Since it was started in a dorm room in 2003, Squarespace has made it simple for millions of people to create their own websites.
Behind the scenes, though, the company’s monolithic Java application was making things not so simple for its developers to keep improving the platform. So in 2014, the company decided to “go down the microservices path,” says Kevin Lynch, staff engineer on Squarespace’s Site Reliability team. “But we were always deploying our applications in vCenter VMware VMs [in our own data centers]. Microservices solved a problem on the development side, but it pushed that problem to the Infrastructure team. The infrastructure deployment process on our 5,000 VM hosts was slowing everyone down.”
Challenge
After experimenting with another container orchestration platform and “breaking it in very painful ways,” Lynch says, the team began experimenting with Kubernetes in mid-2016 and found that it “answered all the questions that we had.” Deploying it in the data center rather than the public cloud was their biggest challenge, and at the time, not a lot of other companies were doing that. “We had to figure out how to deploy this in our infrastructure for ourselves, and we had to integrate it with our other applications,” says Lynch.
At the same time, Squarespace’s Network Engineering team was modernizing its networking stack, switching from a traditional layer-two network to a layer-three spine-and-leaf network. “It mapped beautifully with what we wanted to do with Kubernetes,” says Lynch. “It gives us the ability to have our servers communicate directly with the top-of-rack switches.
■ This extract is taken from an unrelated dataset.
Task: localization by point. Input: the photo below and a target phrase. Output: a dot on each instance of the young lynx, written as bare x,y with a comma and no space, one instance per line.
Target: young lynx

We use Calico for CNI networking for Kubernetes, so we can announce all these individual Kubernetes pod IP addresses and have them integrate seamlessly with our other services that are still provisioned in the VMs.”
Solution
Within a couple months, they had a stable cluster for their internal use, and began rolling out Kubernetes for production. They also added Zipkin and CNCF projects Prometheus and fluentd to their cloud native stack. “We switched to Kubernetes, a new world, and we revamped all our other tooling as well,” says Lynch. “It allowed us to streamline our process, so we can now easily create an entire microservice project from templates, generate the code and deployment pipeline for that, generate the Docker file, and then immediately just ship a workable, deployable project to Kubernetes.” Deployments across Dev/QA/Stage/Prod were also “simplified drastically,” Lynch adds. “Now there is little configuration variation.”
And the whole process takes only five minutes, an almost 85% reduction in time compared to their VM deployment. “From end to end that probably took half an hour, and that’s not accounting for the fact that an infrastructure engineer would be responsible for doing that, so there’s some business delay in there as well.”
Impact
With faster deployments, “productivity time is the big cost saver,” says Lynch. “We had a team that was implementing a new file storage service, and they just started integrating that with our storage back end without our involvement”—which wouldn’t have been possible before Kubernetes. He adds: “When we started the Kubernetes project, we had probably a dozen microservices. Today there are twice that in the pipeline being actively worked on.”
There’s also been a positive impact on the application’s resilience. “When we’re deploying VMs, we have to build tooling to ensure that a service is spread across racks appropriately and can withstand failure,” he says. “Kubernetes just does it. If a node goes down, it’s rescheduled immediately and there’s no performance impact.”
Another big benefit is autoscaling. “It wasn’t really possible with the way we’ve been using VMware,” says Lynch, “but now we can just add the appropriate autoscaling features via Kubernetes directly, and boom, it’s scaling up as demand increases. And it worked out of the box.”
For others starting out with Kubernetes, Lynch says his best advice is to “fail fast”: “Once you’ve planned things out, just execute. Kubernetes has been really great for trying something out quickly and seeing if it works or not.”